An anonymous researcher has used illegal hacking techniques to create what some are calling the most accurate map yet of the internet and internet activity.
The researcher built a botnet, a loose network of computers that can be harnessed to perform specific tasks, comprised of some 420,000 unprotected computers and other connected devices around the world. The researcher then uploaded a small program onto the devices, which monitored their activity.
The result was what the researcher called “the largest and most comprehensive IPv4 census ever.” The animated map
shows relative usage of IP addresses over a 24-hour period. IPv4 is the fourth version of the Internet Protocol, a system of numbers used to identify devices on the Internet.

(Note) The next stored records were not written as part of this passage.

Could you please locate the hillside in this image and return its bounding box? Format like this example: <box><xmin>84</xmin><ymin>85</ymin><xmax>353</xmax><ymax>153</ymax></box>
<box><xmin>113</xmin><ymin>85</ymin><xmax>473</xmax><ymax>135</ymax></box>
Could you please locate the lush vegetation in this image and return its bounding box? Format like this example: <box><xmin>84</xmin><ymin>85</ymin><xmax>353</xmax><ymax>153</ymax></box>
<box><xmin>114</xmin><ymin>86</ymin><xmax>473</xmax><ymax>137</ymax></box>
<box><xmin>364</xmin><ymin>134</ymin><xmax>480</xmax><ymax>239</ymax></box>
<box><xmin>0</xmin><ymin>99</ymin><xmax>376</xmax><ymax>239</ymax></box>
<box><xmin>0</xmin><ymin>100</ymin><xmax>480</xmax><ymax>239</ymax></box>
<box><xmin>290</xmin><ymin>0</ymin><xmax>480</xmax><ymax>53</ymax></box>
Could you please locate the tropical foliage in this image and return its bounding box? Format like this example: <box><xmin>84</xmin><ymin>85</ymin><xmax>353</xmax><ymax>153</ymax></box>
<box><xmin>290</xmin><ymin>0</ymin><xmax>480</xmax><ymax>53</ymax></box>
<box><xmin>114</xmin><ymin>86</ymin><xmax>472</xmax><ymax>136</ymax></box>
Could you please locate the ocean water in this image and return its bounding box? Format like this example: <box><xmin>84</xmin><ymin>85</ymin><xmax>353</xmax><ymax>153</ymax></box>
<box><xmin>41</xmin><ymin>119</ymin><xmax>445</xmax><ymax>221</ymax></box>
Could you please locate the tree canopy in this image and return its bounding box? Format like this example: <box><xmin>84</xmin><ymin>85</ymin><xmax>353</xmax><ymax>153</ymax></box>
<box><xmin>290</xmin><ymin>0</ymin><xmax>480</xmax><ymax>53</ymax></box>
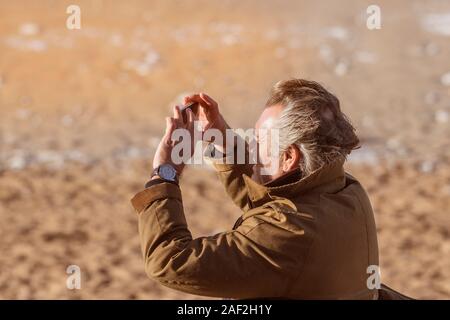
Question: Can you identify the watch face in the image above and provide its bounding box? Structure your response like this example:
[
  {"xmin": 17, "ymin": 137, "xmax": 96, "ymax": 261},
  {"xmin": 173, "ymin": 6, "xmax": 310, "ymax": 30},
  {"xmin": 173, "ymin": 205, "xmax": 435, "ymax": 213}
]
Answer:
[{"xmin": 158, "ymin": 164, "xmax": 177, "ymax": 181}]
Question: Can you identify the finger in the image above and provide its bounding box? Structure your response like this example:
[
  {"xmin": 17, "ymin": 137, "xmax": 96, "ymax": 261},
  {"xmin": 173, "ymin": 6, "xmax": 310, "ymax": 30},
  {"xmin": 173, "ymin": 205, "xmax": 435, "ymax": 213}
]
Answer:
[
  {"xmin": 183, "ymin": 93, "xmax": 202, "ymax": 104},
  {"xmin": 200, "ymin": 92, "xmax": 218, "ymax": 107},
  {"xmin": 173, "ymin": 106, "xmax": 185, "ymax": 128},
  {"xmin": 186, "ymin": 109, "xmax": 195, "ymax": 130},
  {"xmin": 173, "ymin": 106, "xmax": 182, "ymax": 121}
]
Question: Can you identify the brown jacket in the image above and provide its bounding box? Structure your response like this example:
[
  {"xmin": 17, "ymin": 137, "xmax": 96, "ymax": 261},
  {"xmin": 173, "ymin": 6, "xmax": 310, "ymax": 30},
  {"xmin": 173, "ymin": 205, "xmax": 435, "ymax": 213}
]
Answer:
[{"xmin": 132, "ymin": 156, "xmax": 378, "ymax": 299}]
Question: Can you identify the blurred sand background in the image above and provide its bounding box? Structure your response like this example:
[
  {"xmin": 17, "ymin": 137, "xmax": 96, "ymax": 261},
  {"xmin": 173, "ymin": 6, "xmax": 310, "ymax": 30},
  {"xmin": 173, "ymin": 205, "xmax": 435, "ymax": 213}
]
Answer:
[{"xmin": 0, "ymin": 0, "xmax": 450, "ymax": 299}]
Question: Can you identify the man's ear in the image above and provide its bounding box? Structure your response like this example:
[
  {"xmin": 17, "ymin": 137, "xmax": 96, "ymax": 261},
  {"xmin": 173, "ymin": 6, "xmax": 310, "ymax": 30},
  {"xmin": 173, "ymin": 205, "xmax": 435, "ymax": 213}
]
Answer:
[{"xmin": 281, "ymin": 144, "xmax": 303, "ymax": 172}]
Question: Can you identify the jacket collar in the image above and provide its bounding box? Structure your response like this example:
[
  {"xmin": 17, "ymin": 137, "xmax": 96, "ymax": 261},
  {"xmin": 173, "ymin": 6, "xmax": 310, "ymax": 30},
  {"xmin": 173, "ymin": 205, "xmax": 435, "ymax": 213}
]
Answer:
[{"xmin": 243, "ymin": 159, "xmax": 345, "ymax": 206}]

A newer Internet Protocol, IPv6, will replace IPv4, but IPv4 still carries the majority of Internet traffic.
The researcher justified using hacking techniques to collect data, writing in a paper about the project
that the program was designed to have no negative impact on any device onto which it was loaded, and that the program was not permanently installed and stopped after a few days.

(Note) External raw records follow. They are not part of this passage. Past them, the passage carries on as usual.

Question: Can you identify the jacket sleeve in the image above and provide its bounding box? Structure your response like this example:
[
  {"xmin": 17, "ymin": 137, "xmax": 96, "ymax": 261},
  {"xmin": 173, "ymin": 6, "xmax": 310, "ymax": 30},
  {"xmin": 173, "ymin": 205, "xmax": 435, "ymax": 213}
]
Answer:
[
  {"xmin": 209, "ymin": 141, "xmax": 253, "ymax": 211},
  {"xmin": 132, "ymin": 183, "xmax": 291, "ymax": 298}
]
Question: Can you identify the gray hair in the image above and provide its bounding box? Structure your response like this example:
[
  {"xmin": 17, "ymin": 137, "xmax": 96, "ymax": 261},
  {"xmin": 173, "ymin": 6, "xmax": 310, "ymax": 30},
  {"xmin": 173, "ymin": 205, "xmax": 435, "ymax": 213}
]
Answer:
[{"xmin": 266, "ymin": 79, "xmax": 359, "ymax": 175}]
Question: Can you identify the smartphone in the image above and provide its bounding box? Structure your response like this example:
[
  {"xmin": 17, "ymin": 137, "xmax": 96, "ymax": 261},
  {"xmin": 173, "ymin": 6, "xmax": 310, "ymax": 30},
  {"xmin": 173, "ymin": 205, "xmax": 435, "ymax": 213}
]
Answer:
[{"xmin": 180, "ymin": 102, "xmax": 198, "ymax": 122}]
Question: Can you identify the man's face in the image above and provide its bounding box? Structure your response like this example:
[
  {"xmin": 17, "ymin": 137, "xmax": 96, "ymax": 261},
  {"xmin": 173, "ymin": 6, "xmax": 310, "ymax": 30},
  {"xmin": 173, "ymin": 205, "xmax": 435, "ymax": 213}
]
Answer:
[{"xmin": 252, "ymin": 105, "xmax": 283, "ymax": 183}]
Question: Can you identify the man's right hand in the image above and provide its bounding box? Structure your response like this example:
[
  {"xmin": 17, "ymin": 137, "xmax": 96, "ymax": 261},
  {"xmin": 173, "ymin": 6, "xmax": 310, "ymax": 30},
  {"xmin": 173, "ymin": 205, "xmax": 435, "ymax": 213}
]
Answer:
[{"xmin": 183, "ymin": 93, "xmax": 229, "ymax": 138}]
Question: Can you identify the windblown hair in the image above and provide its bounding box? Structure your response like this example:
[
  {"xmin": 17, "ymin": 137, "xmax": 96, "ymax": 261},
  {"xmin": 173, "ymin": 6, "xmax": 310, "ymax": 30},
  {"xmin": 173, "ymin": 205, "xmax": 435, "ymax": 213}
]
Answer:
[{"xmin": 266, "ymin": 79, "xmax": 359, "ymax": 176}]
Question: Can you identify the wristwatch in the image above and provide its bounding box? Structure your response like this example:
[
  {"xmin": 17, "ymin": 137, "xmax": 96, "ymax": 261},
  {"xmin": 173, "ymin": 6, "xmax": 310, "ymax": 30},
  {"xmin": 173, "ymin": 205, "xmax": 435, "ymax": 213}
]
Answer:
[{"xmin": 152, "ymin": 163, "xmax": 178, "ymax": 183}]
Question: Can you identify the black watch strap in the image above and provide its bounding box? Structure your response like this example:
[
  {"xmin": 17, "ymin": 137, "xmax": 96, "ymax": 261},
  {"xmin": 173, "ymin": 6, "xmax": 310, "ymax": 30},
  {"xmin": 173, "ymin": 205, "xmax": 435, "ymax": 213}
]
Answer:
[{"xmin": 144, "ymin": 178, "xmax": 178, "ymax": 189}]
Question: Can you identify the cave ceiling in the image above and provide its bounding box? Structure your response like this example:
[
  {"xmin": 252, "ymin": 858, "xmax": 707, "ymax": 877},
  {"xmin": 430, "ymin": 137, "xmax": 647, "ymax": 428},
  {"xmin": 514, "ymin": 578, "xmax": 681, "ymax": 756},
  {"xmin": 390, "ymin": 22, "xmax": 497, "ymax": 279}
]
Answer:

“I did not want to ask myself for the rest of my life how much fun it could have been or if the infrastructure I imagined in my head would have worked as expected,” explained the researcher in that paper. “I saw the chance to really work on an Internet scale, command hundred thousands of devices with a click of my mouse, portscan and map the whole Internet in a way nobody had done before, basically have fun with computers and the Internet in a way very few people ever will. I decided it would be worth my time.”